A recent study on how Ebola affected children during an outbreak in the Democratic Republic of the Congo suggests children may be as susceptible to the disease as adults, despite often presenting with more subtle physical symptoms — vital information for doctors treating pediatric patients with the virulent disease today, and during potential outbreaks in the future.
“Any pediatrician would tell you that children are not little adults. Their bodies respond to infections differently,” says University of Alberta researcher Michael Hawkes, an assistant professor in the Department of Pediatrics and senior author on the study.
“We’re right in the middle of an Ebola outbreak in Uganda, and this information is of critical importance to managing the children currently hospitalized with Ebola in Uganda,” he says.
Hawkes notes there is very little data available on the characteristics of Ebolavirus disease in children specifically. The researchers aimed to fill in that knowledge gap using medical data from the Kivu outbreak in Congo, which resulted in nearly 3,500 reported cases from 2018 to 2020.

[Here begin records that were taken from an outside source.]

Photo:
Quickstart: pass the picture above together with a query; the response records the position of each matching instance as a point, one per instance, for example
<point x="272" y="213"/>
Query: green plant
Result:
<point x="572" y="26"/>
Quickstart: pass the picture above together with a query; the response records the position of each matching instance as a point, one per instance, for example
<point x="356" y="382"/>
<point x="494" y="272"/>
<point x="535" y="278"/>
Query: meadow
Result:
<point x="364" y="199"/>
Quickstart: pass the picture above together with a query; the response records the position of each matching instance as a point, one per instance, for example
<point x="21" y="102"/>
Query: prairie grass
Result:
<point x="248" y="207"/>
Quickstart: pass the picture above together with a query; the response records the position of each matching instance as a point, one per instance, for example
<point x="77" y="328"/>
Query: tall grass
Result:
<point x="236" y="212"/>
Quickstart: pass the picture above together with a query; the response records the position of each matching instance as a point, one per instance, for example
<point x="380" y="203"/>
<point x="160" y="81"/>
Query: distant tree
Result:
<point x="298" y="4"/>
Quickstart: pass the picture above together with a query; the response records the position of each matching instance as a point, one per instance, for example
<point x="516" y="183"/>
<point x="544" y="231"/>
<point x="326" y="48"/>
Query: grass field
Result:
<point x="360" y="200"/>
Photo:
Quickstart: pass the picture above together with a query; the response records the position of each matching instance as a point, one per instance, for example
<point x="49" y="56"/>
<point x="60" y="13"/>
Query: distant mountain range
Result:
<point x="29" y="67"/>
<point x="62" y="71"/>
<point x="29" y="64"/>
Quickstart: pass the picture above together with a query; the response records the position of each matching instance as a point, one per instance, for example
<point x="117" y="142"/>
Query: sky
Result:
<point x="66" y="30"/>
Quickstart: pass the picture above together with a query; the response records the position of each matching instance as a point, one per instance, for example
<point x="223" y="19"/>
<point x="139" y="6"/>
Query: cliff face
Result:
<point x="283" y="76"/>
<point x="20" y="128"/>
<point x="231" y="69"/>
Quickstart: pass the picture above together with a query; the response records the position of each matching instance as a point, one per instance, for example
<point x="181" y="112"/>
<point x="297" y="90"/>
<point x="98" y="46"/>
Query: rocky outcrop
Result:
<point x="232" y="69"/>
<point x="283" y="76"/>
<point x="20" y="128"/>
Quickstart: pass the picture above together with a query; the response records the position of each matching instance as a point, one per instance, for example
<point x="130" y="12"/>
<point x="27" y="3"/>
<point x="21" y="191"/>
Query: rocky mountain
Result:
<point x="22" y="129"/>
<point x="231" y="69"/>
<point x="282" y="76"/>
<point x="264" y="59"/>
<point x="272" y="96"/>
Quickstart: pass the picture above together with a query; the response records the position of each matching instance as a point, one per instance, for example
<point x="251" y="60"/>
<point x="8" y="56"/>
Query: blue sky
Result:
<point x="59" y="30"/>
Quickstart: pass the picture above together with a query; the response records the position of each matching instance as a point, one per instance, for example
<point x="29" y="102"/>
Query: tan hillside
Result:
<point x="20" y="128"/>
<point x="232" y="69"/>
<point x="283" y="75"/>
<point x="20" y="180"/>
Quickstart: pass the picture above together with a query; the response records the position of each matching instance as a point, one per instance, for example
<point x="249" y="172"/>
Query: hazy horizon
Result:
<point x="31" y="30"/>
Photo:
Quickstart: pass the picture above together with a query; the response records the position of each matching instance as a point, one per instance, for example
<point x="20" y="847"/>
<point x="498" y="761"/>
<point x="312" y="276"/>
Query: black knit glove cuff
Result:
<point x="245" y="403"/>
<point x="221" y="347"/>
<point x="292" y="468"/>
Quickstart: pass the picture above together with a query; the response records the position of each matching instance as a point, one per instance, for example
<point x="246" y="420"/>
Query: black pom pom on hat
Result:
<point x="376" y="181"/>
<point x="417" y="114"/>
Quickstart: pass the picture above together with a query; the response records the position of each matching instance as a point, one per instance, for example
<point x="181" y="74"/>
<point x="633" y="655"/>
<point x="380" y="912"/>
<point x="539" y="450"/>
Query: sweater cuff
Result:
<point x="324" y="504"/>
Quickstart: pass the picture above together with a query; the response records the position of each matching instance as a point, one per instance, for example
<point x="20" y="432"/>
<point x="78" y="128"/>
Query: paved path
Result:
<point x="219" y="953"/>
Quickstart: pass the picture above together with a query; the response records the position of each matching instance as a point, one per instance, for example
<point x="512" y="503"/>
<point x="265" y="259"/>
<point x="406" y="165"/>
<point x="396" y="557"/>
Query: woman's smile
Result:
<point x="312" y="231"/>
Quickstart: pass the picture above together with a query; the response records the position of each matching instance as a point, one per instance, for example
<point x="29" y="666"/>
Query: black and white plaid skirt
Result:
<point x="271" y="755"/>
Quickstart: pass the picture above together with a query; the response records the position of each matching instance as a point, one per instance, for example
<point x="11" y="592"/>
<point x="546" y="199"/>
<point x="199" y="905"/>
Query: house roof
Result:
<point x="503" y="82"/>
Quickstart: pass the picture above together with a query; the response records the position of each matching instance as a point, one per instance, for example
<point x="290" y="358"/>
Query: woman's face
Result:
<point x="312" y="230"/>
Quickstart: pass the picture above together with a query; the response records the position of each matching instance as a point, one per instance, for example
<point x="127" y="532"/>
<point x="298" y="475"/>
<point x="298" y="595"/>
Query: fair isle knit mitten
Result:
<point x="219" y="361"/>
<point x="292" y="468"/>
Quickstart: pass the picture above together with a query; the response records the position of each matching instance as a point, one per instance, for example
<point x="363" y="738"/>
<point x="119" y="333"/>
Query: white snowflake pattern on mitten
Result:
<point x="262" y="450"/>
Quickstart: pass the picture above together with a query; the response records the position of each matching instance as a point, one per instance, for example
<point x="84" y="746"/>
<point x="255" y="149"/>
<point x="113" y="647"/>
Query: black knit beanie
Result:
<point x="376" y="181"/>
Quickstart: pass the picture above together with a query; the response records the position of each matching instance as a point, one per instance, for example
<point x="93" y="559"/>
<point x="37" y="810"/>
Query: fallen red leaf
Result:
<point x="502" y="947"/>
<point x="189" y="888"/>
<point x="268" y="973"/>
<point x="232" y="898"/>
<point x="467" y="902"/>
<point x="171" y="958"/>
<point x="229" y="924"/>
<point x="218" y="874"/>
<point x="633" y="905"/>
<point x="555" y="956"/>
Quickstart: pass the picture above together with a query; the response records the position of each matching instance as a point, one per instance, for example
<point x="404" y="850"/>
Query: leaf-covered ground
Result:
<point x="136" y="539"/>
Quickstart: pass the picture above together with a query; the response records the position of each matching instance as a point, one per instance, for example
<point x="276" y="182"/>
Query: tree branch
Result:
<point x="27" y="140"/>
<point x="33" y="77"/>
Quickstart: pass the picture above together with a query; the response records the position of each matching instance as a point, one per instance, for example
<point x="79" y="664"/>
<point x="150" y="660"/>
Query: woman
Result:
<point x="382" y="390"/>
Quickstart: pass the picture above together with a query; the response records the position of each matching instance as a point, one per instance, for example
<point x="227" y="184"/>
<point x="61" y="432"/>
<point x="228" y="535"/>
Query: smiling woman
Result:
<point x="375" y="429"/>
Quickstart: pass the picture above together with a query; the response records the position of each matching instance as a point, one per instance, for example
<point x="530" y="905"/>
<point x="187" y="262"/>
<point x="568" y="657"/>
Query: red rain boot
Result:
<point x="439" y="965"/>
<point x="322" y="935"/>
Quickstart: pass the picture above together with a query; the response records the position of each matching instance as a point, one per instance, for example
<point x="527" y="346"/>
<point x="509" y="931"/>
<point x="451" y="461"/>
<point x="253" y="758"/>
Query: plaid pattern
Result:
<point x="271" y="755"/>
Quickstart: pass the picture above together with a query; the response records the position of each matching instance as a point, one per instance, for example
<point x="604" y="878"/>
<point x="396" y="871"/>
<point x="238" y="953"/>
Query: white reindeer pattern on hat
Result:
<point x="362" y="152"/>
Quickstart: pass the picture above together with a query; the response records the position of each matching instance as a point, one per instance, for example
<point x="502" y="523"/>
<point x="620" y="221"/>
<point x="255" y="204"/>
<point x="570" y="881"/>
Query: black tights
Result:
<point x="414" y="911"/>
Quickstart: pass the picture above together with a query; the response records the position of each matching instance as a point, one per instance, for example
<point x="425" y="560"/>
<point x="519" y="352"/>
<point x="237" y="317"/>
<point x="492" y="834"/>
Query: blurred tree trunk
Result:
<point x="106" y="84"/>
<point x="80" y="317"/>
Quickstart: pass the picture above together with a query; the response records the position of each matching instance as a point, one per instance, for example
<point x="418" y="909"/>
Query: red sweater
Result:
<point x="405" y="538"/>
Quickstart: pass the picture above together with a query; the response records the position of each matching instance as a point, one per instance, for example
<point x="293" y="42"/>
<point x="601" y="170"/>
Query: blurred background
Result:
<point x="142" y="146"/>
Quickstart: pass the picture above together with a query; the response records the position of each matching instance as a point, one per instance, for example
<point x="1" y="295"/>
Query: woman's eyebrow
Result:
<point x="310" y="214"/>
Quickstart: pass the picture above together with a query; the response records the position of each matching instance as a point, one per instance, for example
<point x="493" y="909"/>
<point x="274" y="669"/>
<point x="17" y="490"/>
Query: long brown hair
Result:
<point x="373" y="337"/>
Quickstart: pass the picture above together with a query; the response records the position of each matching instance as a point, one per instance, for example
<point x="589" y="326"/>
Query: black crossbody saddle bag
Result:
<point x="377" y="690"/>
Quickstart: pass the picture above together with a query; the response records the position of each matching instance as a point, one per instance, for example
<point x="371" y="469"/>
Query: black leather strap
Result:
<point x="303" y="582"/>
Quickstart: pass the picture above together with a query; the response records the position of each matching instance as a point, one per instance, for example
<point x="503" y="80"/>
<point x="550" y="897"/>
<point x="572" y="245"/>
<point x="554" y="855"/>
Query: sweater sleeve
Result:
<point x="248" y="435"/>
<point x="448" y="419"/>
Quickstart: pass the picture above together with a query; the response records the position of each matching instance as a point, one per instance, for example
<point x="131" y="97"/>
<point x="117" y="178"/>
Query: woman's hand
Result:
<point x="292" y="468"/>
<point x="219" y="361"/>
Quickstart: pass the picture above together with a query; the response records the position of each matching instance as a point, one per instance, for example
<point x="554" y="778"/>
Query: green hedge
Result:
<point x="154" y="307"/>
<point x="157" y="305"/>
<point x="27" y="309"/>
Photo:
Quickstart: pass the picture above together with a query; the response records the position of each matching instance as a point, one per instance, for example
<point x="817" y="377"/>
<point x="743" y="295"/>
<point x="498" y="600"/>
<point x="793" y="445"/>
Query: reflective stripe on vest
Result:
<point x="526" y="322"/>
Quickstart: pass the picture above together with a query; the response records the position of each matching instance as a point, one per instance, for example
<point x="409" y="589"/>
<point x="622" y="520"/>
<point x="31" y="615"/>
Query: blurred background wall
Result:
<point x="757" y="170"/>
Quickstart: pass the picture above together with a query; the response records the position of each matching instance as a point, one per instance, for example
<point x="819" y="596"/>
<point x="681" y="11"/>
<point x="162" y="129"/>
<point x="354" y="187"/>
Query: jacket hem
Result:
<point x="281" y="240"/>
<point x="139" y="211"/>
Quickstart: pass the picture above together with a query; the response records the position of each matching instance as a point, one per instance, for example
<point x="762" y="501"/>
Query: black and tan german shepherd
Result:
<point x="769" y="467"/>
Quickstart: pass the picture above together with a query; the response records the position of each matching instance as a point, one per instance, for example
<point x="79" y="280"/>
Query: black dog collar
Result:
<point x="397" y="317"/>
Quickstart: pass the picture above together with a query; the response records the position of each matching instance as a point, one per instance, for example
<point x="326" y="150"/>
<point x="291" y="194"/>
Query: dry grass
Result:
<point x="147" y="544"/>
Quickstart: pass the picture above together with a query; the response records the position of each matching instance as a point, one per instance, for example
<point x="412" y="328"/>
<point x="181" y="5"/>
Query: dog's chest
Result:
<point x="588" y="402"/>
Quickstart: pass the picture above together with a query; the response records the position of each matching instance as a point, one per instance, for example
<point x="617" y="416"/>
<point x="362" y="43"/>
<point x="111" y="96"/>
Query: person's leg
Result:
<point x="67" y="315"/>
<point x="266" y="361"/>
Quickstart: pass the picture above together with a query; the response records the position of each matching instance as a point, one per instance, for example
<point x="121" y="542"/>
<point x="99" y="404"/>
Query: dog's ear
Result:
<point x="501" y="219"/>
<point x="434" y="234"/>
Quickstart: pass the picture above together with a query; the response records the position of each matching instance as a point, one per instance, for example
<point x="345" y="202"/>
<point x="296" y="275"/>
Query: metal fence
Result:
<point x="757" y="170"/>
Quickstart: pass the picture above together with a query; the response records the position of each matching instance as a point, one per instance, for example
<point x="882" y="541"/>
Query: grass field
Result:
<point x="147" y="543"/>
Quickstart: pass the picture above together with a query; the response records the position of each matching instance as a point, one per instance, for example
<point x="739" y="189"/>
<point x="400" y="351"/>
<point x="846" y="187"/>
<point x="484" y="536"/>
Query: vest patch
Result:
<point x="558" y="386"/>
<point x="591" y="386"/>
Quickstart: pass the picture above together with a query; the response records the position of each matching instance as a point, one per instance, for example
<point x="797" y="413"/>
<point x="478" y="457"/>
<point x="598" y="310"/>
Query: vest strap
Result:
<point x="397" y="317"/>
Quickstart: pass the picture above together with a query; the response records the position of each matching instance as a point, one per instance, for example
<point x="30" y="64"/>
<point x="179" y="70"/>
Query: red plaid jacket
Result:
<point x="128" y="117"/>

For the study, researchers conducted a retrospective chart review of pediatric patients along with a comparison group of young adult patients. As Hawkes explains, since Ebolavirus outbreaks typically occur in low-resource settings, there often isn’t much laboratory testing happening. The unique abundance of laboratory data from the DRC outbreak allowed the researchers to extract key findings from those charts and more comprehensively identify how the disease presents in children.
“Given the subtle presentations kids often have, or the lack of reporting of their subjective symptoms, we were curious to see if they had a similar severity in their lab findings that show their organs are truly affected by this disease,” says Lindsey Kjaldgaard, a pediatric resident at the U of A and first author on the study. “We ended up concluding that this is truly the case.”
The data showed that pediatric patients had a higher viral load at time of admission and a higher peak viral load. It also took more time for the virus to completely clear from their bloodstreams, leading to longer times in hospital.
“The fact that the viral load is higher in children speaks to an immune system that’s not mature,” says Hawkes, who is also a Stollery Science Lab Distinguished Researcher and member of the Women and Children’s Health Research Institute. “If children are as vulnerable to Ebola as they are to other viral diseases, it’s important to recognize that their viral load is higher.”
The researchers also found that pediatric patients commonly had electrolyte imbalances and low blood sugar, two conditions that can cause neurological and cardiac complications, and can even become life-threatening if not treated.
“Sometimes kids might get missed because they aren’t able to draw attention to organ systems or things that are actually being impacted by the disease,” says Kjaldgaard. “Highlighting the pediatric labs, we’re able to look further into that and uncover some of those things that might otherwise get missed, whereas adults may be more able to report those symptoms.”
Study co-author Kasereka Masumbuko Claude, a PhD student in the School of Public Health, will look in more detail at the different organ systems affected, synthesizing and gleaning even more context for what’s going on in the bodies of young patients.
The more information doctors have about symptoms or signs to monitor, the better they will be able to address health issues as they arise, in turn lowering mortality rates among children with Ebola, Hawkes says.
The treatment-focused perspective is also a marked change from previous approaches to the disease, he adds.
“Previous Ebola outbreaks have been focused on containment — isolate the sick patients and make sure they don’t pass it on to somebody else. Since the western African outbreak which killed 11,000 people, the focus has been shifting to, let’s actually treat the patients and try to get them better instead of just isolating them.”
Hawkes receives funding for his research from the Stollery Children’s Hospital Foundation through the Women and Children's Health Research Institute.